Chapter 1: Regular Languages
For Your Enjoyment
- Regular languages play an important role in
lexical analysis
(the scanner) for a compiler.
Chapter 1.3, Regular Expressions
GNFAs
The book requires GNFAs to have the following three properties:
- The start state has transition arrows going to every other state but
no arrows coming in from any other state.
- There is only a single accept state, and it has arrows coming in from
every other state but no arrows going to any other state.

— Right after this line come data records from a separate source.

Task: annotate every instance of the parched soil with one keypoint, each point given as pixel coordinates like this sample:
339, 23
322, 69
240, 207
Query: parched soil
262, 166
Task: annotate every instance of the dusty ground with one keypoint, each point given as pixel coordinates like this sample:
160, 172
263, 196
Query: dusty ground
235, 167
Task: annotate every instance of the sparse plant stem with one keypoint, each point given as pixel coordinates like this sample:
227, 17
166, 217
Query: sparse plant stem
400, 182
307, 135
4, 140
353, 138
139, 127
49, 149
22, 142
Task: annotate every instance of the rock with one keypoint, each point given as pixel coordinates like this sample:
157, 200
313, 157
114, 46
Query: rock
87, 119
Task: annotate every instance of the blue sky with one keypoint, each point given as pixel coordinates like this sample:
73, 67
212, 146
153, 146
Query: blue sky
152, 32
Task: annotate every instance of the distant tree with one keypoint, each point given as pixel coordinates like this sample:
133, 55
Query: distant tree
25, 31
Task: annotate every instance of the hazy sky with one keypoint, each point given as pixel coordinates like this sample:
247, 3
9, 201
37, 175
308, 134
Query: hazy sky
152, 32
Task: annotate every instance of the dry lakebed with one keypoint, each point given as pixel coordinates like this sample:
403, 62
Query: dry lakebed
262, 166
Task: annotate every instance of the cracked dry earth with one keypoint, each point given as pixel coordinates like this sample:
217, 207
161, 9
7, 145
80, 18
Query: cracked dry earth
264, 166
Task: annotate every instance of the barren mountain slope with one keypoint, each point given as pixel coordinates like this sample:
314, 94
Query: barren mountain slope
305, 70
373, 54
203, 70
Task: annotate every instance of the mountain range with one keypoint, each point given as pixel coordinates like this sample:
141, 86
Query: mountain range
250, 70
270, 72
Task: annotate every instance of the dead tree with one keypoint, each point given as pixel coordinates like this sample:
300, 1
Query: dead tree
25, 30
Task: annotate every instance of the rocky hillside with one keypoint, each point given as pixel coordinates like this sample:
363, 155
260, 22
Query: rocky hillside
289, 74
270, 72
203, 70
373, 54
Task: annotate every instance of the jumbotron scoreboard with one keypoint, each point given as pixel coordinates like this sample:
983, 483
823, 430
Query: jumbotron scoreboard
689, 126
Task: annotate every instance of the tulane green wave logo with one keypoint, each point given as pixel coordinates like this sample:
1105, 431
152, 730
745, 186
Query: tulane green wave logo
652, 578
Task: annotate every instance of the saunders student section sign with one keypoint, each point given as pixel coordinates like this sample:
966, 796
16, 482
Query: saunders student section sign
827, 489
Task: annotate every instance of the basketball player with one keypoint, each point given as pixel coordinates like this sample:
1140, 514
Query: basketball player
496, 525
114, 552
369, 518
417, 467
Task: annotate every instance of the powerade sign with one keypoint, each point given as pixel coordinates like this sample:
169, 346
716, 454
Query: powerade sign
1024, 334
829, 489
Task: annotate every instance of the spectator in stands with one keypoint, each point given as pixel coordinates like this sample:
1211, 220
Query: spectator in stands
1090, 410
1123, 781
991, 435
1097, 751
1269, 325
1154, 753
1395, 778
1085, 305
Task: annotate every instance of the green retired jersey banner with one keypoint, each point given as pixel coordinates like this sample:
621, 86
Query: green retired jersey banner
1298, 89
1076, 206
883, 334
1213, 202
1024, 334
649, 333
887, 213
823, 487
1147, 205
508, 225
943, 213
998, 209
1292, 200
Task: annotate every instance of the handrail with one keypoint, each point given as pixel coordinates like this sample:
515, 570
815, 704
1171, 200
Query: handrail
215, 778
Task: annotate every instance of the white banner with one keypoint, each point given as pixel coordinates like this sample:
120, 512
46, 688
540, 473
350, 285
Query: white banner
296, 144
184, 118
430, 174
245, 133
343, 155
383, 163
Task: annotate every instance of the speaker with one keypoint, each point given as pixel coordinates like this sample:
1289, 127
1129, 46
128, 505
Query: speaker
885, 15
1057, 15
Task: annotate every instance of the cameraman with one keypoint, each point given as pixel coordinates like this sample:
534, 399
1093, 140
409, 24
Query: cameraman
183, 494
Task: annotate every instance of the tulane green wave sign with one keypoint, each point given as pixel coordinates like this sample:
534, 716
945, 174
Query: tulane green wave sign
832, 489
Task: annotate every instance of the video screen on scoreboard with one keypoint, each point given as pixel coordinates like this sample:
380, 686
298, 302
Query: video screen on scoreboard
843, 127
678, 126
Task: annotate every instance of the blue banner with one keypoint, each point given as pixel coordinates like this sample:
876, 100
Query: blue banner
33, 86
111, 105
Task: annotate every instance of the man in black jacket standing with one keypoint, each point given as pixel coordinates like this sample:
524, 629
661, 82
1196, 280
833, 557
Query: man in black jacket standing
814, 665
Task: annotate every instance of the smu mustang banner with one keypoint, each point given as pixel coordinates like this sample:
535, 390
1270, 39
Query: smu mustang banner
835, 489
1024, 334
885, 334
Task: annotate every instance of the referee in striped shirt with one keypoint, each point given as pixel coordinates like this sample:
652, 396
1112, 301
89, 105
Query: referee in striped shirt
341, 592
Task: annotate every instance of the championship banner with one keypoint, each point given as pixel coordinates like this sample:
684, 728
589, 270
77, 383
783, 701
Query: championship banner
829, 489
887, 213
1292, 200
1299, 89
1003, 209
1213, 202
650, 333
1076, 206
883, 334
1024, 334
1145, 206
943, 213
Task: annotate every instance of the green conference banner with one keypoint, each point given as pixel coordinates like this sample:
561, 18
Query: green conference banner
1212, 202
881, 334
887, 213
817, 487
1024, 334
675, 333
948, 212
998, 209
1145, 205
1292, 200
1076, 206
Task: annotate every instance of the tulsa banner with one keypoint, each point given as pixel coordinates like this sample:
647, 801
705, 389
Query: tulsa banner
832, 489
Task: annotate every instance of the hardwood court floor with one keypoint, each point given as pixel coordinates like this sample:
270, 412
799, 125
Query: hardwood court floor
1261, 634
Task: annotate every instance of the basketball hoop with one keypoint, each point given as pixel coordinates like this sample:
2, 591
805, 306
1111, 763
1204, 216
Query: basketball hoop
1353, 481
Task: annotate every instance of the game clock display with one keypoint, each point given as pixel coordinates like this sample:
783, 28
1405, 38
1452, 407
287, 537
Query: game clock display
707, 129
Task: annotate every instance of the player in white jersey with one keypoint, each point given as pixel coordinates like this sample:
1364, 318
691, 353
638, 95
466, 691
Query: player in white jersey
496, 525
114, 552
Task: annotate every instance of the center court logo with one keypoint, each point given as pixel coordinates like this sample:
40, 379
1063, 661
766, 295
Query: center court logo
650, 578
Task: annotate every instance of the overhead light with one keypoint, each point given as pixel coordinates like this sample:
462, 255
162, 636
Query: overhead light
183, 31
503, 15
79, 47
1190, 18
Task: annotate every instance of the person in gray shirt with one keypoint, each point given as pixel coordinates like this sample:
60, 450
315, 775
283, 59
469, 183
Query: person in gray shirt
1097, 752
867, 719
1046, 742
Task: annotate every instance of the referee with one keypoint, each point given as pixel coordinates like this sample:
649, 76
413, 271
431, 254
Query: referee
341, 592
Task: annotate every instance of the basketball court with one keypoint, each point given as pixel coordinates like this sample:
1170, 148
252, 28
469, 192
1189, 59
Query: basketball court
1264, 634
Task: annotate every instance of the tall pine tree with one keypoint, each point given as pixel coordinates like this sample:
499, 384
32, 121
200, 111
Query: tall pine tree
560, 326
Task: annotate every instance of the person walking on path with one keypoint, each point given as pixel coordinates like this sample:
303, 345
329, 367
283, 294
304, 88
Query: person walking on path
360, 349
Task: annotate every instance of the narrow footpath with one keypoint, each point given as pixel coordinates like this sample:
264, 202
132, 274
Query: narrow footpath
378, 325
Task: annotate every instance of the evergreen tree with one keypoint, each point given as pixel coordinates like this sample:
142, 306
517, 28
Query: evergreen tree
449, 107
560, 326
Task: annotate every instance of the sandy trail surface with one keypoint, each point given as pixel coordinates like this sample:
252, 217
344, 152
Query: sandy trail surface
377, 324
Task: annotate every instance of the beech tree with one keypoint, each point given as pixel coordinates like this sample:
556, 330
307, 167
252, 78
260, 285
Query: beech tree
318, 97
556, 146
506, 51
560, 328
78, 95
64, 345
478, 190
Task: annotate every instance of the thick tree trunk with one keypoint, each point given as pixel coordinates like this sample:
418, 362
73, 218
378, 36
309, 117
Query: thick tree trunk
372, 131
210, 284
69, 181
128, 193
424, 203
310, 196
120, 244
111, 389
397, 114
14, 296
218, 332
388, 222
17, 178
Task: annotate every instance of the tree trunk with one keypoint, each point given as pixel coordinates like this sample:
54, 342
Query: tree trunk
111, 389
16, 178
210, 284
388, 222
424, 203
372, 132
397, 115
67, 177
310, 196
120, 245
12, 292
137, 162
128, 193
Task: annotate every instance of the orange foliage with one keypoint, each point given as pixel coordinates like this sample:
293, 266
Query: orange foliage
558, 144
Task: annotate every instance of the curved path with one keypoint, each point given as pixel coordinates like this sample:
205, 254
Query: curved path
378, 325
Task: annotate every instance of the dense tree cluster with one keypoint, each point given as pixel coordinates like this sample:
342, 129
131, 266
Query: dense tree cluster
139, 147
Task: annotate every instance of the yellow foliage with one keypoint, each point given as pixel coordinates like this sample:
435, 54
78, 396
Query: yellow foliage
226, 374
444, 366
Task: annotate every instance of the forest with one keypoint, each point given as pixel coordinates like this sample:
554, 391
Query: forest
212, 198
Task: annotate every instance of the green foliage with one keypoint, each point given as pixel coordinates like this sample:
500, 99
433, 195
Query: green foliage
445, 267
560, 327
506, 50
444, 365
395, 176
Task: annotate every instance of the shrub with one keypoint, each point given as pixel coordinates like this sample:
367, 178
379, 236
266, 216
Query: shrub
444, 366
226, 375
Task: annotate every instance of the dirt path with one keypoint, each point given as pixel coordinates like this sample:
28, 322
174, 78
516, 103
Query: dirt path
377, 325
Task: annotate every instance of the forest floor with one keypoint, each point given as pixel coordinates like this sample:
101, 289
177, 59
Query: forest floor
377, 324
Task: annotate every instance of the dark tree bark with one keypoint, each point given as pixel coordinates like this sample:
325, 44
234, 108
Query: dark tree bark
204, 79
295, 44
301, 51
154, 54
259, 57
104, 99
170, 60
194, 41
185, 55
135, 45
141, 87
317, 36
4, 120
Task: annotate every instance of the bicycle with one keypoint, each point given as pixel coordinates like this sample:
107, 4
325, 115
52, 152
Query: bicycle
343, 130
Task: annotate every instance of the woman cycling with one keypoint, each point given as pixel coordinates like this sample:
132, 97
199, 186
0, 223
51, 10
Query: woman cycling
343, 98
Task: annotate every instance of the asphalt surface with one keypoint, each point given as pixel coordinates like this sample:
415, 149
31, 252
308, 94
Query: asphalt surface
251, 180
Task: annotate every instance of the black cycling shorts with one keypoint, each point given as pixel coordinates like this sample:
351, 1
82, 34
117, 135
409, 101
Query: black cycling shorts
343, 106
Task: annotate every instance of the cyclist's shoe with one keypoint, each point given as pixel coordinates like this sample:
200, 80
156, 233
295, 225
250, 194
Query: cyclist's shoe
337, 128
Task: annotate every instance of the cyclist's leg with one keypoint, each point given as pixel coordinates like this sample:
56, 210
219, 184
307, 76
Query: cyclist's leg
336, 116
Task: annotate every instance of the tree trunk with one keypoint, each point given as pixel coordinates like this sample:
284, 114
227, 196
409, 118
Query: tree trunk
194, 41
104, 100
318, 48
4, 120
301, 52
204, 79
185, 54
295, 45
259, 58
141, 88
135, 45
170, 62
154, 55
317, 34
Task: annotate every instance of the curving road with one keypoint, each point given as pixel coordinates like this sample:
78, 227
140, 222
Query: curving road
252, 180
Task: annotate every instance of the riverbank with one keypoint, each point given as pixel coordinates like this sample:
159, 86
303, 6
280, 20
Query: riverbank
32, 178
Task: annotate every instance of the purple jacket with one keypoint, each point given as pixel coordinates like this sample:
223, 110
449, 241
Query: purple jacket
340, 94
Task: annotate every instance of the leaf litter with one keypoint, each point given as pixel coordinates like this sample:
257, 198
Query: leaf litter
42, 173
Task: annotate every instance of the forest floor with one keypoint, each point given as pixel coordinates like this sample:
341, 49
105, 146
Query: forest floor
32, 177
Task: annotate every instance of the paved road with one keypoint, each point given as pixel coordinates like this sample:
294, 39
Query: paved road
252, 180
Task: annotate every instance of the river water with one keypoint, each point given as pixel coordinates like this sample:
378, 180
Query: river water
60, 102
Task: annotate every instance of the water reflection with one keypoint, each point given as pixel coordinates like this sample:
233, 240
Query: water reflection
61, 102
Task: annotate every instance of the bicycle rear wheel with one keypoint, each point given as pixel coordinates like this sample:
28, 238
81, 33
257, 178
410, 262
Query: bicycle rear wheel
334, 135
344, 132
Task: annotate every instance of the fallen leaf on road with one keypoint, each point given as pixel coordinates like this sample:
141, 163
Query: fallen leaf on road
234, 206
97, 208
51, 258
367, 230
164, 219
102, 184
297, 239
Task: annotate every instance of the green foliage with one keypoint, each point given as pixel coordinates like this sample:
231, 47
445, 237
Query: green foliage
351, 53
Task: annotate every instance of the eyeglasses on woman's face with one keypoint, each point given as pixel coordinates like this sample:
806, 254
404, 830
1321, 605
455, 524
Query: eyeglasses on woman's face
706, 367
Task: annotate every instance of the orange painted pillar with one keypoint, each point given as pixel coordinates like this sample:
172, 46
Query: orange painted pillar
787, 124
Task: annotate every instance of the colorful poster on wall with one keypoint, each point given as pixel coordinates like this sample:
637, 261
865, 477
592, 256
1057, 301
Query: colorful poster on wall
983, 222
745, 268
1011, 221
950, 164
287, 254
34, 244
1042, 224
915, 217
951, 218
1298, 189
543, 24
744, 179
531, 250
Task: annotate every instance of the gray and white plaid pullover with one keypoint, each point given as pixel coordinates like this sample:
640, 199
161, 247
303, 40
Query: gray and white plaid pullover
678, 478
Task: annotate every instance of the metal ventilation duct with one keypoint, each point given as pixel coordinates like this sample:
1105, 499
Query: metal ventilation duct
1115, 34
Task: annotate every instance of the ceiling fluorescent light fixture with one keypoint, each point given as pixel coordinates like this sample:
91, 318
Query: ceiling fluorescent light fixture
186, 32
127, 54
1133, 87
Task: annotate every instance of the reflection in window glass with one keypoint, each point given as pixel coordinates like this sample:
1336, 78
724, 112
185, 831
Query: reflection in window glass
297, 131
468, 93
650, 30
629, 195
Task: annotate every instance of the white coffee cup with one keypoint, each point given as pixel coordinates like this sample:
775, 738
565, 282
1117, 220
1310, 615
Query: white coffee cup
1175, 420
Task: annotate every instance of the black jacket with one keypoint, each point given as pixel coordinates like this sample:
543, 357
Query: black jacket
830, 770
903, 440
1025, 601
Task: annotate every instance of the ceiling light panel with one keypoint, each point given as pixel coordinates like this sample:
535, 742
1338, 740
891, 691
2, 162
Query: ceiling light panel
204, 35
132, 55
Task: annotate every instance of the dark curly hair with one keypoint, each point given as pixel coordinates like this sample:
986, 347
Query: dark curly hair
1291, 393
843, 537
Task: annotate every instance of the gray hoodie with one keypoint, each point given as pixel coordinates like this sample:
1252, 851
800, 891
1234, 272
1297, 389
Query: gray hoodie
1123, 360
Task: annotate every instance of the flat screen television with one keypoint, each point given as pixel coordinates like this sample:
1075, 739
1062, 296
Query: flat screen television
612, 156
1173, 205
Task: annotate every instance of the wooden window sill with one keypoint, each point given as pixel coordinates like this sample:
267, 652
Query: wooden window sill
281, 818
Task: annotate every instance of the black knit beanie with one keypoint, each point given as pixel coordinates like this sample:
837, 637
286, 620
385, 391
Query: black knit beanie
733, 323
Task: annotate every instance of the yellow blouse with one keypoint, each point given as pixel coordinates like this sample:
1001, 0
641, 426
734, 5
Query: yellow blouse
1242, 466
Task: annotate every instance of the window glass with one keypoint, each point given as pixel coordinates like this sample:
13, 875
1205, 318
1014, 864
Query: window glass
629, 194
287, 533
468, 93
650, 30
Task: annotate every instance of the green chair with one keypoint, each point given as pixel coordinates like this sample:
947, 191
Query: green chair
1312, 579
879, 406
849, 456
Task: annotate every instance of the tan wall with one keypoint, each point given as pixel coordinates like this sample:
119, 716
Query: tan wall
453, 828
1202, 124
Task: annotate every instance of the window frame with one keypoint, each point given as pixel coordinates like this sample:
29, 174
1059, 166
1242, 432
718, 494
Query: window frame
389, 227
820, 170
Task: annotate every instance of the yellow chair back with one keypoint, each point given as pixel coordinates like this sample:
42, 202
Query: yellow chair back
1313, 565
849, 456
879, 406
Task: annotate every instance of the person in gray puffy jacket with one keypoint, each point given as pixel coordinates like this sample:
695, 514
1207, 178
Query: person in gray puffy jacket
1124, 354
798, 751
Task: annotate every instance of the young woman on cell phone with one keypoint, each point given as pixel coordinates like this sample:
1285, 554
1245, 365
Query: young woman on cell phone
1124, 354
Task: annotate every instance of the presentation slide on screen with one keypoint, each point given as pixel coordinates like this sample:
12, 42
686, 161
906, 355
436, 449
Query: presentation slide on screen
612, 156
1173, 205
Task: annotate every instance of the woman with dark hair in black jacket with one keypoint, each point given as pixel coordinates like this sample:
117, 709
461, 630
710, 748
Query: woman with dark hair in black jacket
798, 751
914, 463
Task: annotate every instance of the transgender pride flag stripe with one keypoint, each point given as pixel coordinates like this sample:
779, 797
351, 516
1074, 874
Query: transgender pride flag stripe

Furthermore,
the accept state is not the start state.
- Except for the start and accept states, one arrow goes from every state
to every other state and also from each state to itself.
A generalized nondeterministic finite automaton (GNFA) is a 5-tuple where
- Q is the finite set of states,
- Σ is the alphabet,
- δ(Q - {qaccept}) × (Q - {qstart})
—> R is the transition function (R is a regular expression),
- qstart is the start state, and
- qaccept is the accept state.
A GNFA accepts a string w in Σ* if
w = w1...wk where each wi is in
Σ* and a sequence of states q0...qk
exists such that
- q0 = qstart is the start state,
- qk = qaccept is the accept state, and
- for each i, wi ∈ L(Ri) where
Ri = δ(qi-1, qi).
DFA to Regular Expression Conversion Process
- Create an n+2 state GNFA from an n state DFA as follows:
- Add a new start state with an ε transition to the DFA start state.
- Add a new accept state with ε transitions from the DFA accept states
to the new accept state. (Change the DFA accept states to non-accept
states.)
- A transition should contain the union of the DFA transition labels.
- Add the ∅ transition to pairs of states in the DFA that had no
transition between them.
- Repeatedly rip out one of the former DFA states using the following
procedure until only the start state and accept state are left
- Call the state being removed qrip
- Consider a pair of states qj and qk
- if qj goes to qrip with R1,
qrip goes to qrip with R2,
qrip goes to qk with R3, and
qj goes to qk with R4, then
the transition from qj to qk in the machine
with qrip removed is now
R1(R2)*R3 ∪ R4.
- The regular expression equivalent appears on the transition from
the start state to the accept state.
Lecture Problem
- Construct a DFA that recognizes any string that starts with an a
over Σ = {a, b}.
- Using the procedure above, find the equivalent regular expression.
Active Learning Problem
- Construct a DFA that recognizes any string that starts with an a
and ends with a b over Σ = {a, b}.
- Using the procedure above, find the equivalent regular expression.
Active Learning Problem
- Understand Example 1.68 on page 76.